Estudos epidemiológicos analíticos em saúde bucal relativos à Equipe de Saúde Bucal na ESF são escassos na literatura, especialmente sobre dor dental. Assim, o objetivo do presente estudo foi comparar a prevalência e a intensidade desta, nos últimos 3 meses, em adolescentes moradores de duas áreas de abrangência da ESF com diferentes modelos de atenção em saúde bucal: predomínio de ações de promoção de saúde bucal (Equipe de Saúde Bucal na ESF) vs ações somente com oferta de tratamento odontológico (ESF sem Equipe de Saúde Bucal).

 

Métodos

Um estudo seccional de base escolar foi realizado com adolescentes de 12 a 14 anos de idade, matriculados na rede escolar pública, e residentes em duas áreas de abrangência de unidades da Estratégia Saúde da Família (ESF), no município de Manaus, AM, Brasil.

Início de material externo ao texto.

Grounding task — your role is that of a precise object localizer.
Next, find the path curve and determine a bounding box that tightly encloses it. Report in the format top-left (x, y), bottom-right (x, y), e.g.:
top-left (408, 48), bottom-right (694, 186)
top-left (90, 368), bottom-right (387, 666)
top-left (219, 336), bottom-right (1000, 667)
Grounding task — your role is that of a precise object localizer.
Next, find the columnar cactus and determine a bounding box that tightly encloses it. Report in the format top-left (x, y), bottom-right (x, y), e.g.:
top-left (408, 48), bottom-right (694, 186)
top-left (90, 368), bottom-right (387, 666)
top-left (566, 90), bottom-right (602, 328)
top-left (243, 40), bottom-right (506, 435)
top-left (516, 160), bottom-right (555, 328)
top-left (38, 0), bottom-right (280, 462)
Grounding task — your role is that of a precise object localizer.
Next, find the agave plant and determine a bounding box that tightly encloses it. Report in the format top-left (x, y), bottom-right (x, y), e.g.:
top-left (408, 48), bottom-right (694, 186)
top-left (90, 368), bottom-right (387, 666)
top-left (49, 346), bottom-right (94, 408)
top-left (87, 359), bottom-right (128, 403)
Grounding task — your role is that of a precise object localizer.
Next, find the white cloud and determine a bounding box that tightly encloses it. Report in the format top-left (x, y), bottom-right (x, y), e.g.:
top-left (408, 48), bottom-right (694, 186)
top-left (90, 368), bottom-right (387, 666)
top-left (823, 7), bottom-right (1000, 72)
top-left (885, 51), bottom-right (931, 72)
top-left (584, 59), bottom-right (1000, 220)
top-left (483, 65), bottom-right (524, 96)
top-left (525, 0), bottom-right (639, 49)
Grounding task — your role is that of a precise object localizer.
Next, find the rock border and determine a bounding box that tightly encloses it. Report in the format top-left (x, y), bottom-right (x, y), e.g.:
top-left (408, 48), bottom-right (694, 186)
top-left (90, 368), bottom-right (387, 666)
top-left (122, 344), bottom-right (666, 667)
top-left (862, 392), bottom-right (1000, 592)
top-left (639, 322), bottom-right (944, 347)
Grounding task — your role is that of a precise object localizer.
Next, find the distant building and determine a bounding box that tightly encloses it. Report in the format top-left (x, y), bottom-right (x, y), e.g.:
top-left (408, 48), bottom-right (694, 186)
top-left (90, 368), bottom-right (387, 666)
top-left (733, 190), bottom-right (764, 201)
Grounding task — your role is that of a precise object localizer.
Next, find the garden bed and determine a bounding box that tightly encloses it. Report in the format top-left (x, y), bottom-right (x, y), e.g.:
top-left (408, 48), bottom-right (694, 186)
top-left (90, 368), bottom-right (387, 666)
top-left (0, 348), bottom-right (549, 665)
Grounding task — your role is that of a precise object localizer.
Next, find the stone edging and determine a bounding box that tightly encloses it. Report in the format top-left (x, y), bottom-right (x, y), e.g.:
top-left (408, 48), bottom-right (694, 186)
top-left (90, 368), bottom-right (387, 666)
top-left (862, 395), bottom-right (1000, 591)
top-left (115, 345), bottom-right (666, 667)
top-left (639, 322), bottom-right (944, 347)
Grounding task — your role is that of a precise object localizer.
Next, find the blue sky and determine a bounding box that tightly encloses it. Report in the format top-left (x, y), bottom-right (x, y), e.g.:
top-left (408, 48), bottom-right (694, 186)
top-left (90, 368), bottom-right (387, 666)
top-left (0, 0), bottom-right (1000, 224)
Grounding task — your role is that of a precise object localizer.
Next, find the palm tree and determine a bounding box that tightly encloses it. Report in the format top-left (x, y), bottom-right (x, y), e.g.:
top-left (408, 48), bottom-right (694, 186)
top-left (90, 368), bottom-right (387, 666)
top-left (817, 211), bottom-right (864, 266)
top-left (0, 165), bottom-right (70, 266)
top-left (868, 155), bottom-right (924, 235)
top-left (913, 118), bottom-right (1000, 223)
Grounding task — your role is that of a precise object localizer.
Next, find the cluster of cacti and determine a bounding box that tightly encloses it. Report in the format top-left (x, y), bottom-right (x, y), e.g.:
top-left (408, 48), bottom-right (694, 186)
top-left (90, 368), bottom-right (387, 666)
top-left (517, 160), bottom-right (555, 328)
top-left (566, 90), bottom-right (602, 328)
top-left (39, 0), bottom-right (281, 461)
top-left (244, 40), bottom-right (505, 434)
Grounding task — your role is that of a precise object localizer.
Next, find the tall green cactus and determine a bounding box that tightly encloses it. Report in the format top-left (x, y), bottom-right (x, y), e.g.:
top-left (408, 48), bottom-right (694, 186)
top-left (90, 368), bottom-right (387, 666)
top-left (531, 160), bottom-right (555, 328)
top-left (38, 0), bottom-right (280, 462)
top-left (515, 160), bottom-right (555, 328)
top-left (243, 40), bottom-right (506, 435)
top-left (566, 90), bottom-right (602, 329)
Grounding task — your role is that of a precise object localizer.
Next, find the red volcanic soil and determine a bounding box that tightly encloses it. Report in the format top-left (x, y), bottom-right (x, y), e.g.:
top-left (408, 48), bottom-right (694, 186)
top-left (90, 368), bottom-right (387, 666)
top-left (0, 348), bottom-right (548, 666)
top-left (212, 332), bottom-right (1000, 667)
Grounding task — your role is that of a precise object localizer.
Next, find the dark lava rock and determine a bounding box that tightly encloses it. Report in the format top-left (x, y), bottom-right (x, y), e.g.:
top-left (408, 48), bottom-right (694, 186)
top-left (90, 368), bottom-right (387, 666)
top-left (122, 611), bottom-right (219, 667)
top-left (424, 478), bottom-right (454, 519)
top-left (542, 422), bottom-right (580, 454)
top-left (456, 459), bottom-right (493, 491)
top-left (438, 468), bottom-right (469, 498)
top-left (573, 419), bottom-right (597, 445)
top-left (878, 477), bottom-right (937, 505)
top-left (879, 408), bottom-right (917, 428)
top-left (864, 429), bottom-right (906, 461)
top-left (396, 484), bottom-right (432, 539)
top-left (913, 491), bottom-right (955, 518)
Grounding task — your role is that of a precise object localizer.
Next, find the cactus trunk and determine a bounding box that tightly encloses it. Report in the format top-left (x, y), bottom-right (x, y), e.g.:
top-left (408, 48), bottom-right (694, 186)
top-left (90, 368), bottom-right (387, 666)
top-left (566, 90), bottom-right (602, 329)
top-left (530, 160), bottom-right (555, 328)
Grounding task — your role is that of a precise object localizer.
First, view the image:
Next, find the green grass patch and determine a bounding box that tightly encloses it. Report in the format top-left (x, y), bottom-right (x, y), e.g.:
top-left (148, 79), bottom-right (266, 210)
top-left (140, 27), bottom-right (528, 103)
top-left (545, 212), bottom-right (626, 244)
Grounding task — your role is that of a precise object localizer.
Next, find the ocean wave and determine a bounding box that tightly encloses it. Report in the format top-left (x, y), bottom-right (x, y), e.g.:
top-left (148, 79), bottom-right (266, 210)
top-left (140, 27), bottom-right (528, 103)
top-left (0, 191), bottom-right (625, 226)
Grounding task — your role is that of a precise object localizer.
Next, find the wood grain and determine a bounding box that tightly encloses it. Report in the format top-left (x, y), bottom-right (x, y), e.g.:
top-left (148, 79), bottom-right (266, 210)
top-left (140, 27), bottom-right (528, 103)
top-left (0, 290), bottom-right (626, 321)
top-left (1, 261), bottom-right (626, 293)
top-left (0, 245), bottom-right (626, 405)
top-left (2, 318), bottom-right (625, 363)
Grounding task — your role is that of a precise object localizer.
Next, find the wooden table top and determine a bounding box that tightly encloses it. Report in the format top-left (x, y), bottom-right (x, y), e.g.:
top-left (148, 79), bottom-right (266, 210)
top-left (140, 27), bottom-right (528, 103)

Os participantes do estudo foram selecionados em escolas referentes a duas áreas de abrangência da ESF. A exposição de interesse foi o modelo de atenção com a presença de Equipe de Saúde Bucal (ESB) na ESF. Um grupo foi formado por adolescentes que residiam em uma área com ESB na ESF (Grupo I), outro grupo (Grupo II) envolveu adolescentes de uma área de ESF com acesso a serviço odontológico apenas curativo (tratamento cirúrgico-restaurador), oferecido na Unidade Básica de Saúde da área de abrangência.

A exposição sob estudo, presença de ESB na ESF, representa um modelo de atenção à saúde bucal que se caracteriza pela combinação de ações de promoção de saúde e de tratamento odontológico. Essas ações, realizadas semanalmente pela ESB incluíram 3 ou mais visitas domiciliares, 4 palestras de educação em saúde e 4 escovações supervisionadas. As atividades foram realizadas para cada família, a cada 3 meses, geralmente nos domicílios. As informações foram obtidas de relatórios de produção da ESB.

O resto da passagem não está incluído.